Always fascinated by lawbooks for laymen, the IPKat notes the recent publication of
Patent Law for Computer Scientists: Steps to Protect Computer-Implemented Inventions, by Daniel Closa, Alex Gardiner, Falk Giemsa and Jörg Machek.
Who are the authors? Daniel Closa studied in France and worked for Thomson before joining the European Patent Office (EPO) as an examiner in Berlin. Transferring to Munich, he gained experience in the electronics field and specialised in opposition procedures. Alex Gardiner, an engineering from Aberdeen University, is also an EPO man, though he moved from Munich to Hague, where he worked with business method applications. Safely back in Munich again, he has trained examiners. Falk Giemsa studied computer science in Munich, then signed up for the EPO as an examiner; he too works in the field of business methods, as well as educational and demonstration appliances. Jörg Machek, a physicist, is educated in Austria and England. Having worked in manufacturing and semiconductor devices research, he too joined the EPO where he is now a director in charge of searching and examining computer-implemented inventions and methods for doing business. All write in their private capacities. However, while the addition of four zeros only ever totals zero, the addition of four EPO computer software experts may come out to a higher figure ...
This team has explained to the IPKat that it has sought to addresses the difficulty of writing patent applications in the field of computer implemented inventions -- not to mention the difficult and controversial question whether an invention in that field can be protected by a patent at all. The book contains, instead of the boring old case law, "a synopsis of current filing practices, requirements and philosophies across the major patent offices", focusing principally on business methods, gaming, computer simulation and graphics user interfaces. The goal is to let inventors, "normally in association with their patent attorney", decide if and where the filing of a patent application may enjoy reasonable chances of grant of a patent.
This book will receive in due course a proper review on this weblog.
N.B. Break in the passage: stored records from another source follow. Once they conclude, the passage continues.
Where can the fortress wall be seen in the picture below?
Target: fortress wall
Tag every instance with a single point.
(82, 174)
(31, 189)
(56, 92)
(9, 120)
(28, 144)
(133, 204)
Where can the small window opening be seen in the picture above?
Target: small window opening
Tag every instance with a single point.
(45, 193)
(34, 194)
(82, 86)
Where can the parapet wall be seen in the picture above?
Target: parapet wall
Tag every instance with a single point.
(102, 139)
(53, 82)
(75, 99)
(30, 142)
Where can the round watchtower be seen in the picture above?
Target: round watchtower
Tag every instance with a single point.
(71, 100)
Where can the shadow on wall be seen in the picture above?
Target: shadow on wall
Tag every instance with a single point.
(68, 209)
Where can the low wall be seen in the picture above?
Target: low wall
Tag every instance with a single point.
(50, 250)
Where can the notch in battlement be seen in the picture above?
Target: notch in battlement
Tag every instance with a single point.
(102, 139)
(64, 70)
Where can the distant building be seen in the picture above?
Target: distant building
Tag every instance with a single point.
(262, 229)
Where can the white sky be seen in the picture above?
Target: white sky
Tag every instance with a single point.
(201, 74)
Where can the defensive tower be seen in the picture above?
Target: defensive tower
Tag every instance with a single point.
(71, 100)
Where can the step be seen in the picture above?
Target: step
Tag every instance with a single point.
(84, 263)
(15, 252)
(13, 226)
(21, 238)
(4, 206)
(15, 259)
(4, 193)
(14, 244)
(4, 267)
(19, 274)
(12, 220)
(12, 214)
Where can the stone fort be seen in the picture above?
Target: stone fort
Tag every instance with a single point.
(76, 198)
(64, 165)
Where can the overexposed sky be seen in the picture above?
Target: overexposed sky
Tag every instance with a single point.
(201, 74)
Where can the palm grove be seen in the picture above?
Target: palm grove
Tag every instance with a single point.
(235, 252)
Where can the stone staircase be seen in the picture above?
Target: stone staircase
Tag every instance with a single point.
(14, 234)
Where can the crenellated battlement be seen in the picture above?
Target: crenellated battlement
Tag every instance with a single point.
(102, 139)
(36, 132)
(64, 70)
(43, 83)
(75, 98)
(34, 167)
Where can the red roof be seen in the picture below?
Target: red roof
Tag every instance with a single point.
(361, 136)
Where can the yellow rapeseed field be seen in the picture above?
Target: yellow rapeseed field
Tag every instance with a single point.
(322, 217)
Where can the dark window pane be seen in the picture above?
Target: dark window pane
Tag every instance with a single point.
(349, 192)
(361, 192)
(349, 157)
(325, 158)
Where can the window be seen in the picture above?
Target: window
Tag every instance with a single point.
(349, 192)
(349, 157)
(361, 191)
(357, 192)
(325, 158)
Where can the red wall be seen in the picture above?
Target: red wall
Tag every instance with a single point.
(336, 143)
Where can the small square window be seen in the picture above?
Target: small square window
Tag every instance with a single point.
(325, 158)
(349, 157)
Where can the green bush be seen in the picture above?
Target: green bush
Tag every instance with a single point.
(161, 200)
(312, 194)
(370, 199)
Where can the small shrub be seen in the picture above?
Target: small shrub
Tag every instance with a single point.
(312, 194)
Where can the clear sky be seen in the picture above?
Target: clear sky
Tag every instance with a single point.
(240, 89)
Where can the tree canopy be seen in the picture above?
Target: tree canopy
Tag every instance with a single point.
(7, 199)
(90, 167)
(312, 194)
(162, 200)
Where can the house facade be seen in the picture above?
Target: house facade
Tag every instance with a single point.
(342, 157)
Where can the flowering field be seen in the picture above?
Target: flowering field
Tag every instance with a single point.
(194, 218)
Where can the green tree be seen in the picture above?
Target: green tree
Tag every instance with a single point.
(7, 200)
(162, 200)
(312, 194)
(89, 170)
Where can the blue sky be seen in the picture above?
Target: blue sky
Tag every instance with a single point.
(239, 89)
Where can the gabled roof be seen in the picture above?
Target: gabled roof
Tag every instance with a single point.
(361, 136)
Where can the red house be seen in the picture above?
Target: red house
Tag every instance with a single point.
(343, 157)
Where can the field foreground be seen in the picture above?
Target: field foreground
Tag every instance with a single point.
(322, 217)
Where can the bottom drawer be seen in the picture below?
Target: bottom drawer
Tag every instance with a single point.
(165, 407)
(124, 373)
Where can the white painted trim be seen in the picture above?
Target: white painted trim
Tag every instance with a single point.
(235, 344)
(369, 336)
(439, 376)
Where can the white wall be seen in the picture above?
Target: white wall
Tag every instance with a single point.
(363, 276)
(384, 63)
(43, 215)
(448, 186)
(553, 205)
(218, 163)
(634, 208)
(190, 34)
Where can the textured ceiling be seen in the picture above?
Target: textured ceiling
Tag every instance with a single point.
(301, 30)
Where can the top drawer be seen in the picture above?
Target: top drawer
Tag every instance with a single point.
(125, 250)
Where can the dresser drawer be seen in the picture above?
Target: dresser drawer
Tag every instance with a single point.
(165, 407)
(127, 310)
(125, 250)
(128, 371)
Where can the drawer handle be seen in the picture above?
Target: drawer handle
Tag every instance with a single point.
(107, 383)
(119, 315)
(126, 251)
Meanwhile, if you can't bear to be without it, you can get details of it from the Springer website
here.
If you fancy sampling it, you can read the Contents
here, the Preface
here and a 16 page sample relating to Business Methods
here.
I recall Mr Machek speaking at CIPA hall about eight years ago. He was one of a number of speakers there to discuss the EPO's intention to manage its workload, if I recall correctly.
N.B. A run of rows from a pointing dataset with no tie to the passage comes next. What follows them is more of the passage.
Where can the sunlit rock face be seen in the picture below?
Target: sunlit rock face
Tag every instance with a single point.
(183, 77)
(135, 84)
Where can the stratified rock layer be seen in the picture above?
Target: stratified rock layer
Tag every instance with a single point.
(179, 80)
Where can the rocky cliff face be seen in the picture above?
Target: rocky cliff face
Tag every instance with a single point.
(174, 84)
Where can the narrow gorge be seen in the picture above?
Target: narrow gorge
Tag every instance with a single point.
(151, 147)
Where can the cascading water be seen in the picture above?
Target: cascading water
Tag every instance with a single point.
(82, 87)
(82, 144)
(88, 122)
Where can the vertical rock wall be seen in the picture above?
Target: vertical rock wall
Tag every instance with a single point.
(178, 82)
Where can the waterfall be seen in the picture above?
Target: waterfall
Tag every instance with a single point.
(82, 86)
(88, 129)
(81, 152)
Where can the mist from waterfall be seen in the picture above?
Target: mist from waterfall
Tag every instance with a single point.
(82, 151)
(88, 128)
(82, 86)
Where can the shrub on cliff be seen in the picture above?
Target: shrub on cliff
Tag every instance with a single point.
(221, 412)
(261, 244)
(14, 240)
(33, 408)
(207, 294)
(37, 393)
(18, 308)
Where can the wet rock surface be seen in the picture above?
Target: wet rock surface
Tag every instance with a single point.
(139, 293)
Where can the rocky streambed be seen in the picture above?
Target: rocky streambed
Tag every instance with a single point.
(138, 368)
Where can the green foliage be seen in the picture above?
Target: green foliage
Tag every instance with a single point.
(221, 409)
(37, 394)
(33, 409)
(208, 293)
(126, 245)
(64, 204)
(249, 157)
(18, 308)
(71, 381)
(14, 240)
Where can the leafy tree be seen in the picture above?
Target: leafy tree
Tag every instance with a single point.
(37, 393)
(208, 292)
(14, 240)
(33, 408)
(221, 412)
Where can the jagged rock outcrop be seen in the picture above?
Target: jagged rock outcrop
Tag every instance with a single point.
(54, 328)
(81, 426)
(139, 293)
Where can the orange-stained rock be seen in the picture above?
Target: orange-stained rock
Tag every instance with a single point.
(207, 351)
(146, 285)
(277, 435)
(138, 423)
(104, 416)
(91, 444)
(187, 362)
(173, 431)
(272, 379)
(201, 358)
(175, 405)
ReplyDeleteOnce all the speakers had said their piece, questions were taken from the floor. There were a number of questions regarding the EPO's management of its workload by refusing to search certain applications - a hot topic at the time. Eventually, exasperated by the answers to these questions, one member of the profession asked: but, what is a technical effect?
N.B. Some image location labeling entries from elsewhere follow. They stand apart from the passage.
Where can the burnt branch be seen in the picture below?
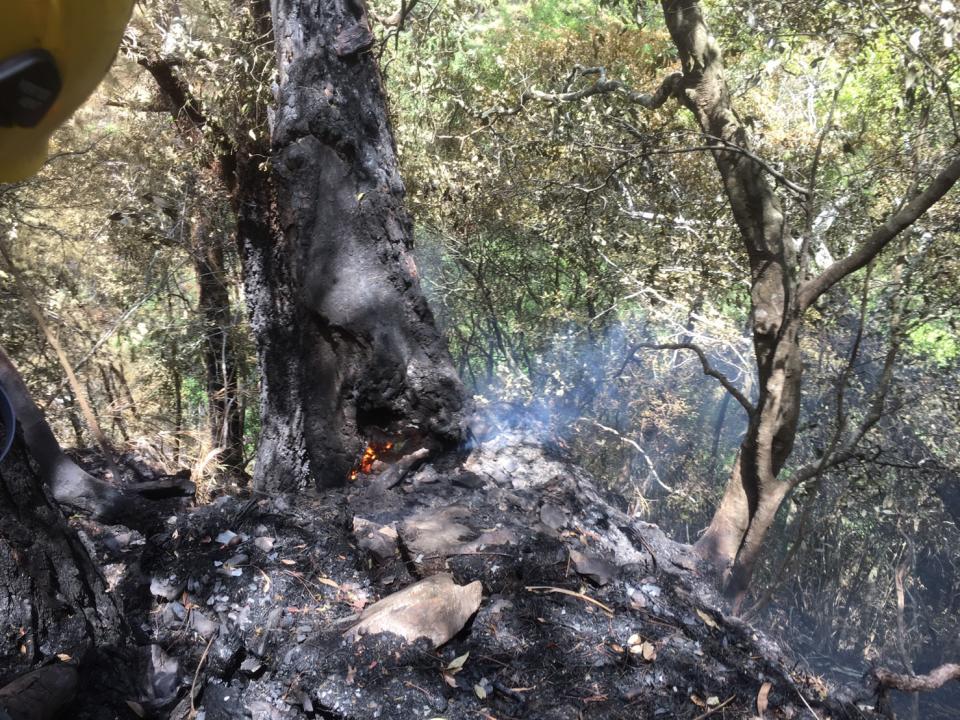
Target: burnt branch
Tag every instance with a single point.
(708, 369)
(936, 678)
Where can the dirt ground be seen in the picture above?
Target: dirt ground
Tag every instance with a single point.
(240, 609)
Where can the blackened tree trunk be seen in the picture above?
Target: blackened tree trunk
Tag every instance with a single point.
(781, 293)
(69, 483)
(348, 348)
(53, 599)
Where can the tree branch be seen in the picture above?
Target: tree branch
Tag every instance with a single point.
(604, 86)
(936, 678)
(708, 369)
(881, 237)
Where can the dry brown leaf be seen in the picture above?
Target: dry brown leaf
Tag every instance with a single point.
(707, 620)
(762, 698)
(458, 662)
(436, 608)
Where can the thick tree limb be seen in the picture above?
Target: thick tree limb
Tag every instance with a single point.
(936, 678)
(604, 86)
(708, 369)
(881, 237)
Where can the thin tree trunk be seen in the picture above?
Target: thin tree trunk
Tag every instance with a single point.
(219, 347)
(86, 409)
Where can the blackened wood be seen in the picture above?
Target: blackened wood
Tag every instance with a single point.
(347, 344)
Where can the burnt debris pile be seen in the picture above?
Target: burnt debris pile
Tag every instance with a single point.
(499, 583)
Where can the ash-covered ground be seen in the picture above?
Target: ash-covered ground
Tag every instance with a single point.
(242, 609)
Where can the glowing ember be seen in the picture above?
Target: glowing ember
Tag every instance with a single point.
(373, 453)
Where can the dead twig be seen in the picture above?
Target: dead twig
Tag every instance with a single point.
(196, 674)
(563, 591)
(716, 709)
(936, 678)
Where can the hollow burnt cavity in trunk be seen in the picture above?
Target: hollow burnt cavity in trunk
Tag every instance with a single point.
(349, 349)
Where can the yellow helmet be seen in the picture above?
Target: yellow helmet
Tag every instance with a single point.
(53, 54)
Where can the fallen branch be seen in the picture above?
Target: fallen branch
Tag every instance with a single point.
(716, 709)
(563, 591)
(936, 678)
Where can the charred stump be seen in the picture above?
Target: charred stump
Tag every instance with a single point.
(348, 347)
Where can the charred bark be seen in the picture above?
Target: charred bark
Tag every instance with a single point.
(348, 347)
(53, 599)
(69, 484)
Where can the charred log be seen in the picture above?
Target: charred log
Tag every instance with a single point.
(55, 601)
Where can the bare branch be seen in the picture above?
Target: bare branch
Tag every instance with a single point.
(604, 86)
(708, 369)
(936, 678)
(881, 237)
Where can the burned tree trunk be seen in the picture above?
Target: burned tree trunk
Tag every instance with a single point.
(348, 347)
(69, 484)
(780, 296)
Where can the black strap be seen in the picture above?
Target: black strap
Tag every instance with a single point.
(29, 85)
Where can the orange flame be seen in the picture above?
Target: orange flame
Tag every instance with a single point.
(373, 453)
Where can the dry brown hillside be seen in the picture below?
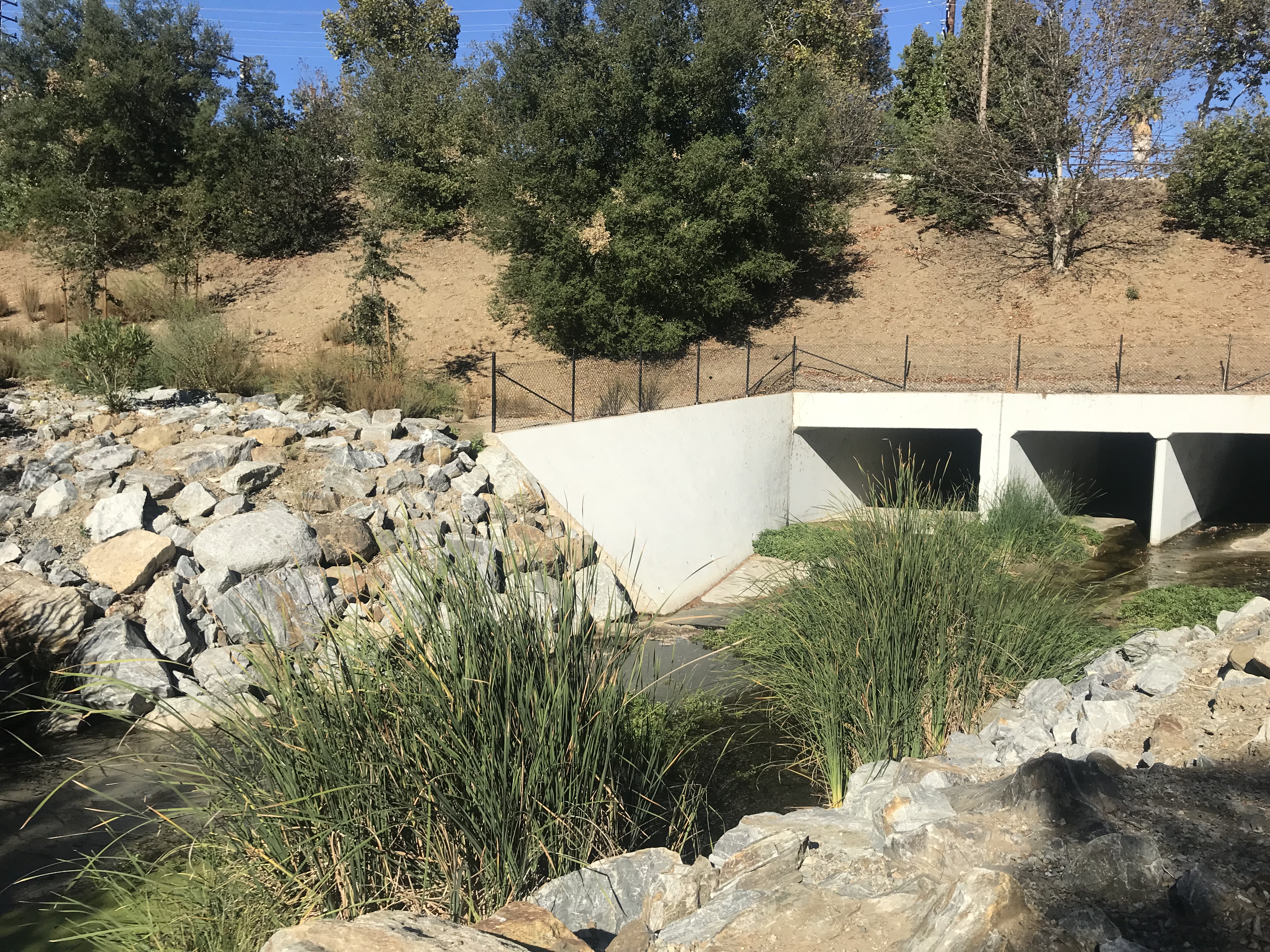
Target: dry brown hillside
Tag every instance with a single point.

Mr Machek's answer: A technical effect is a bit like a camel: hard to define, but you know one when you see one.
Mr Gardiner and, I think, Mr Machek came up here to the Script-Ed meeting in Edinburgh last year to speak. On the basis of their talk, I'd have thought it would be a very short book - "abandon hope, all ye who file in here"!
ReplyDeleteThe writing style of the 16 page sample is rather off-putting, I must say.